もっと、ずっと昔に似た目をどこかで見た気がしたが──思い出すのは後だ。今は手が足りない。
搬送路は、葛城が地上から捻じ込んだ。
「回廊、確保しました! 医療テントも入り口に展開済みです! ……真壁さん、他クランとの接触は避けてくださいと、あれほど」
「悪いな。鼻が言うことを聞かなくてな」
「……後で報告書が、山になりますからね」
「役所の様式なら、市場の仕入れ表よりは読みやすい」
担架の列が、来た道を戻っていく。
うちの医療班の若いのが、最後の固定を確かめて、長い息を吐いた。
「十二名、全員もちます。

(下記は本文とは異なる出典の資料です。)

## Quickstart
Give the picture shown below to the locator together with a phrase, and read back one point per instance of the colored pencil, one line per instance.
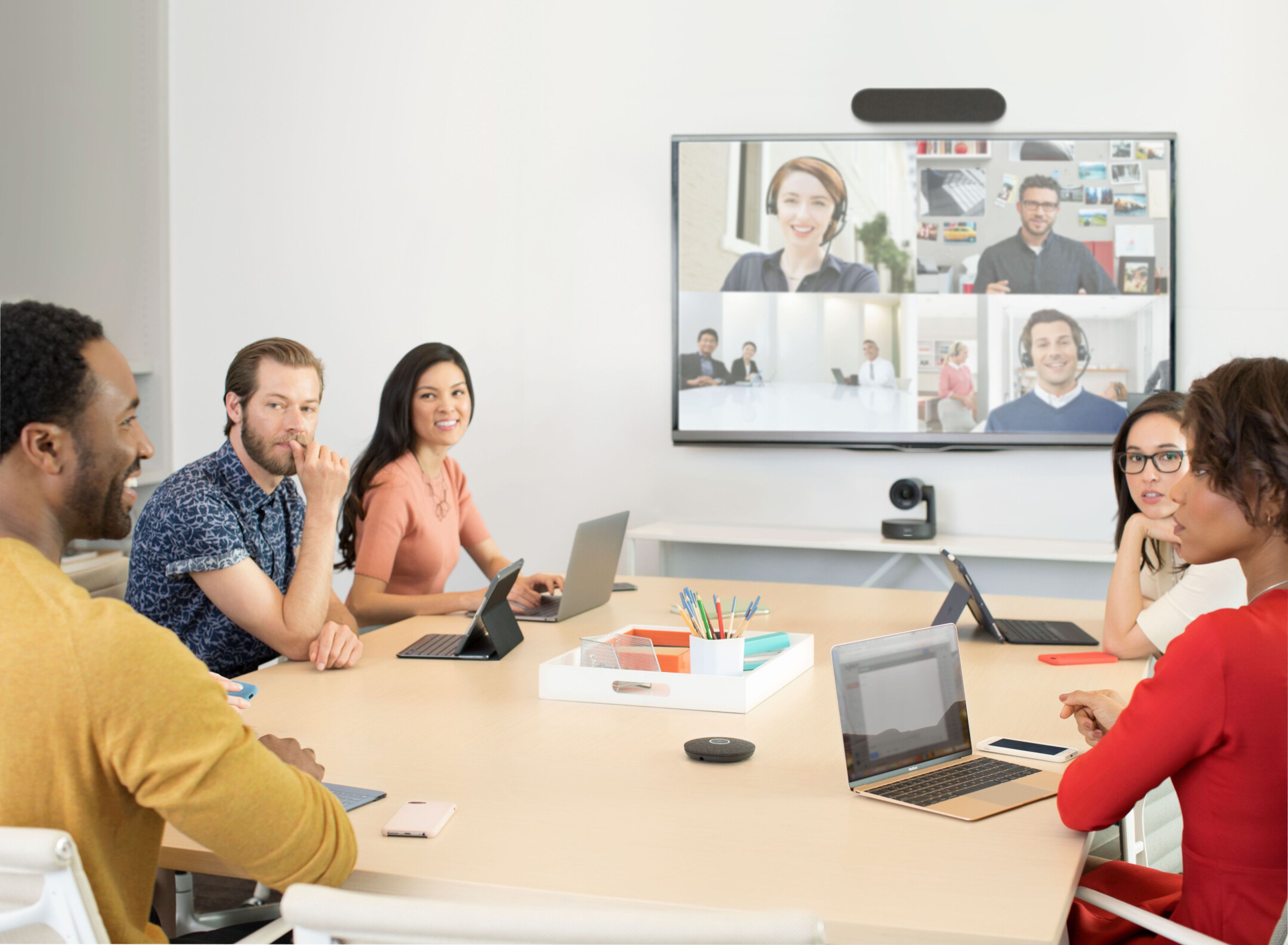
(706, 619)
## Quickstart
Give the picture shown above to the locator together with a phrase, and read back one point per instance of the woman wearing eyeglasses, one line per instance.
(1215, 715)
(1153, 594)
(409, 511)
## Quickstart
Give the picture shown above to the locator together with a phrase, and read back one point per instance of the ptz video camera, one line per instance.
(909, 494)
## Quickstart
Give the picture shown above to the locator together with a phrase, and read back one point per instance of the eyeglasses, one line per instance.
(1167, 461)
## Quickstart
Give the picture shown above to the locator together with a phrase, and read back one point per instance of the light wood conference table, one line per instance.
(588, 804)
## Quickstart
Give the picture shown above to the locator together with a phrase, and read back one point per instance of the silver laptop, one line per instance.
(907, 737)
(589, 581)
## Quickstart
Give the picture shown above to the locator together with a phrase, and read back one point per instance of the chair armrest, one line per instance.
(1183, 935)
(271, 933)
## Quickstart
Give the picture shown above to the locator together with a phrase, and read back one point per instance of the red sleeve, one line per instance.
(1173, 718)
(473, 530)
(382, 530)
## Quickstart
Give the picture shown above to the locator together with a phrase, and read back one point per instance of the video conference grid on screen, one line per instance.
(988, 292)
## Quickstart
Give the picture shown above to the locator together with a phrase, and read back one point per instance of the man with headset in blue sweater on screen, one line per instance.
(1053, 343)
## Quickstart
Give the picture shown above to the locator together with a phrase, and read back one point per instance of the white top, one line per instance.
(1183, 596)
(876, 373)
(1058, 401)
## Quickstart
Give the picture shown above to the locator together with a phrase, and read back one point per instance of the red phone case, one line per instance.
(1073, 659)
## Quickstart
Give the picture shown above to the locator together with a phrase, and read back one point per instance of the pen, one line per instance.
(706, 619)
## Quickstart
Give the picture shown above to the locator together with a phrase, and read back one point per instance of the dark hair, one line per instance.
(1170, 404)
(1048, 315)
(243, 376)
(43, 375)
(827, 176)
(393, 436)
(1041, 182)
(1237, 426)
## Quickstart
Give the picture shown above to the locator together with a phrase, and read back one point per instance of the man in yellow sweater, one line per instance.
(111, 725)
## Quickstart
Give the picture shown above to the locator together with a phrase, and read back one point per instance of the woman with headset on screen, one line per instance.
(1153, 594)
(409, 512)
(808, 198)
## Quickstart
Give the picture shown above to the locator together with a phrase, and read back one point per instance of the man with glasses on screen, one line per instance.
(1037, 261)
(1054, 345)
(700, 368)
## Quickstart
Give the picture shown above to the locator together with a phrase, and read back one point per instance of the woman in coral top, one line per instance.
(409, 511)
(1215, 716)
(956, 391)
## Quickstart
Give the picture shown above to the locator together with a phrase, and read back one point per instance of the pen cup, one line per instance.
(715, 657)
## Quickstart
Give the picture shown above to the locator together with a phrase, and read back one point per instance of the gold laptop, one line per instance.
(906, 734)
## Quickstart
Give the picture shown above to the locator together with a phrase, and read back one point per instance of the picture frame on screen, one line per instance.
(907, 293)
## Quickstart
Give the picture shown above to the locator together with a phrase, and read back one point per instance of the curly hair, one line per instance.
(43, 375)
(1237, 425)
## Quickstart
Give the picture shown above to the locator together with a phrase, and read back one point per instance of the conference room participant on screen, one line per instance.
(701, 368)
(1054, 343)
(809, 199)
(876, 370)
(1037, 261)
(745, 368)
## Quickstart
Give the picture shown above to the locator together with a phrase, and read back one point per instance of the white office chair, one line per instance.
(44, 894)
(321, 914)
(1166, 928)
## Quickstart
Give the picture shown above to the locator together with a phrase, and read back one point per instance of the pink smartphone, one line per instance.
(1076, 659)
(419, 819)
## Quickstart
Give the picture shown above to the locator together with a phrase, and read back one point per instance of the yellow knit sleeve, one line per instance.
(167, 730)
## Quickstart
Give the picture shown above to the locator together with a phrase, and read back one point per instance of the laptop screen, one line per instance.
(902, 700)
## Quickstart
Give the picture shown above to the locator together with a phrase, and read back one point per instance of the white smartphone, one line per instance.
(1027, 749)
(419, 819)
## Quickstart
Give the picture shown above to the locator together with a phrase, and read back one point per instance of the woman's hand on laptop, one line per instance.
(527, 590)
(232, 689)
(1095, 711)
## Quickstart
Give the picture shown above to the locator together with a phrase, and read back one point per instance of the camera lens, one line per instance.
(906, 493)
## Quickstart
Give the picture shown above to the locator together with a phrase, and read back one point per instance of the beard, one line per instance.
(101, 513)
(265, 452)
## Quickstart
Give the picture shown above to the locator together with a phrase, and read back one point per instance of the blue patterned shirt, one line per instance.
(209, 516)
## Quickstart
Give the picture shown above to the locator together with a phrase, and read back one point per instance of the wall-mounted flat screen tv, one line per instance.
(869, 292)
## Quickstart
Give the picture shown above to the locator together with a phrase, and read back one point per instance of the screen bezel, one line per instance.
(840, 700)
(912, 441)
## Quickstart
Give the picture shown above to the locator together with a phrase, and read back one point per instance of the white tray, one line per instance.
(564, 679)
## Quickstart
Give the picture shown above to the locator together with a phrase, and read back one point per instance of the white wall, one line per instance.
(83, 177)
(365, 177)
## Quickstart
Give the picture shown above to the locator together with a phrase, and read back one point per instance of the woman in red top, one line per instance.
(1215, 716)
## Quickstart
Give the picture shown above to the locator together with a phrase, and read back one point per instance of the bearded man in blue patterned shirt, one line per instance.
(227, 554)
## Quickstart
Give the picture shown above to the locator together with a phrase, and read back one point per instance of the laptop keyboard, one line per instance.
(354, 797)
(433, 645)
(1037, 631)
(952, 782)
(549, 606)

──搬送順が、完璧でした」
「順番だけな。縫うのはあんたらの腕だ」
リンが、いつの間にか隣に立っていた。
「……手当、上手かった」
「血抜きの早さは自慢でね。……止める方は、本職じゃないんだが」
「……ん。でも」
リンは担架の列を目で追って、それから小さく言った。
「……あの人たち、あなたの古巣」
「ああ」
「……怒って、ない?」
「怒るのは、肉の前でやることじゃない」
列の最後尾に、鳴海が立っていた。
歩けるくせに、最後の担架の横を離れなかった男だ。
俺の前で、その足が止まった。
頭は、下がらなかった。
下げないんじゃない。下げ方を探して、見つからなかった顔だった。
「……なぜ」
煮えた篭手の指が、震えていた。
「なぜ、助ける」
俺は、血を拭った包丁を布に巻き直しながら、答えた。